Tillys Inc. will open fewer and smaller stores with less inventory in 2014 as it pivots toward the larger opportunity offered by e-commerce and outlet stores, the company’s CEO said last week while reviewing disappointing fiscal fourth quarter financial results.
“We have reduced our expectations for annual net store growth in the near-term to low double digits compared to our prior targets of mid-teens growth,” said CEO Daniel Griesemer. “For fiscal 2014, we expect at least 18 net new stores. And we plan to reduce the average new stores size by approximately 10% representing a target of 6,700 square feet to 7,200 square feet compared to our prior target store size of approximately 7,500 to 8,000 square feet. And we are launching an outlet strategy in fiscal 2014.”
Some of the downsizing will be driven by the launch of up to six of the company’s first “true outlet stores.” While TLYS already operates 10 to 12 stores in outlet malls, Griesemer said those operate more as full-line stores, while the new outlet stores will offer “well-priced” private label and branded merchandise sourced specifically for the outlet channel.
“The offering will be meaningfully different and priced in an appropriately compelling way with margin structure and cost structure commensurate with outlets and we look for that to be even more profitable than the full-line venues,” said Griesemer. “So it's a full outlet strategy.”
In fiscal 2013, TLYS opened 27 new stores that increased its square footage by roughly 15 percent.
Conversely, TLYS leadership now believes e-commerce sales, which accounted for 14 percent of sales in the fourth quarter ended Feb. 1, could easily surpass the 15 percent target executives have discussed until now.
“We’ve just recognized that given all of the initiatives we have in place, our customers’ engagement and activity online and in mobile really indicates that there is a significantly greater opportunity than just 15 percent,” said Griesemer.
After two years of investment, Tilly’s has created an integrated digital platform that can analyze data from its loyalty program, mobile apps and e-commerce site to present much more personalized marketing messages to customers. In 2014 it will increase its spending on digital marketing to leverage those investments as well as a new e-commerce fulfillment center expected to come online later this year.
Fourth quarter results
TLYS reported net sales dipped 0.6 percent to $139.9 million in the fourth quarter ended Feb. 1, compared to $140.8 million in the fourth quarter of 2012. Comparable store sales, including e-commerce sales, decreased 4.9% compared to the same 13-week period in 2012. Juniors performed a little bit better then Men’s, which performed a little bit better than Footwear and Accessories. E-commerce sales were $19.1 million, up approximately 2% compared to the same thirteen-week period in 2012. Griesemer attributed tepid online growth to a lack of clearance inventory.

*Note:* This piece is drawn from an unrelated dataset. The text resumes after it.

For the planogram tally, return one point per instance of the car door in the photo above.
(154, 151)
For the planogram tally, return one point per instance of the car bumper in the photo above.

Gross profit reached $43.8 million, or 31.3% of net sales, down 200 basis points (bps) from the fourth quarter of 2012. Product margins increased 40 basis points, offset primarily by deleverage in buying, distribution and occupancy costs as a result of the negative comparable store sales.
SG&A increased 10.2 percent , or by $3.27 million, to 25.2 percent of net sales, up 240 bps from a year earlier.
Operating income was $8.5 million and included $1.8 million in store asset impairment charges recorded in the fourth quarter. This compares to operating income of $14.8 million in the fourth quarter of 2012. The retailer reported net income of $5.4 million, or 19 cents per fully diluted share, compared to $9.8 million, or 35 cents per share, a year earlier.
Operating income was $8.5 million and included $1.8 million in store asset impairment charges recorded in the fourth quarter. This compares to operating income of $14.8 million in the fourth quarter of 2012. The retailer reported net income of $5.4 million, or 19 cents per fully diluted share, compared to $9.8 million, or 35 cents per share, a year earlier.
The company ended the quarter and fiscal year with merchandise inventories valued at $46.3 million, down 13.5 percent per square foot of retail space. The company plans to reduce inventory per square foot by the same amount by the end of the current fiscal first quarter.
First quarter oultook
TLYS initial guidance for the quarter calls for comp stores sales to decline in the mid-single digits and net income per diluted share of 0 to 4 cents, compared to first quarter 2013 net income of 8 cents per diluted share. The outlook assumes a continuation of volatile and weak traffic trends in a highly promotional environment as well as lack of visibility into the very important spring selling period as a result of the Easter shift, said CFO Jennifer Ehrhardt.
Griesemer said TLYS will seek to drive incremental sales in 2014 by expanding its home and electronics offerings and expanding it offering of small brands as well as exclusive products from major vendors such as Nike, RCVA and Volcom, particularly in men’s and juniors. This, combined with its growing digital marketing skills, will enable it to wean itself off of clearance sales.